TWC/Spectrum as much as admitted that Techni-color built routers are the majority equipment shipped by them.
This frightens me, as they are horrible equipment riddled with security holes.
Null-session RPC, giving you full control over the device without authentication.
The WPA key and SSID both are made partially by the model number. This makes brute-forcing the WPA key much faster, since you already have the first half of it.
If you choose to set your own administrative password on the device, since the default is “password” you will find that you cannot use special characters. Stuck in the 1990s?
If you flood a Techni-Color gateway/router with bogus ARP traffic, it may reboot. When it comes back online, it’s usually reset to defaults, negating any benefit of a custom WPA key.
The command/control port for the provider to manage DOCSIS networking is left open on ALL interfaces, with an easily guessed password.

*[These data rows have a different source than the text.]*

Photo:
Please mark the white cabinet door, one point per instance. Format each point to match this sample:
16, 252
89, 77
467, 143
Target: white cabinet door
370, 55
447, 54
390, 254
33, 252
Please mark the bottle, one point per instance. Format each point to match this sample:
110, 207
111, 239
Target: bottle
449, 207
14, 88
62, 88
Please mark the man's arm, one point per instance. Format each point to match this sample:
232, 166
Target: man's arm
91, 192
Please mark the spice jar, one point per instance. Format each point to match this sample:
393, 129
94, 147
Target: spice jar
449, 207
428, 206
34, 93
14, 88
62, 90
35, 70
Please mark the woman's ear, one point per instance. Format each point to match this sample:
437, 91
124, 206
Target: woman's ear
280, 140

I’ve brought this information to their attention many times. It took escalating to their executives to get anyone to even take notice. Following that, the problems are not being addressed.
At this point, I’m not doing this out of responsibility for the tens of thousands of hapless customers with this ticking timebomb of a botnet waiting to happen. I’m doing this because TWC has repeatedly screwed the proverbial pooch delivering service. That’s right, I’m mad. Positively furious. A tech/ops manager was on-site at my home today to try and resolve poor service. I advised him of these same problems, only to get a look of “yeah yeah, whatever.”
I don’t know what sexual favors that person did to get their position, but it must’ve been mind-blowing if they don’t care about something like this while holding that position.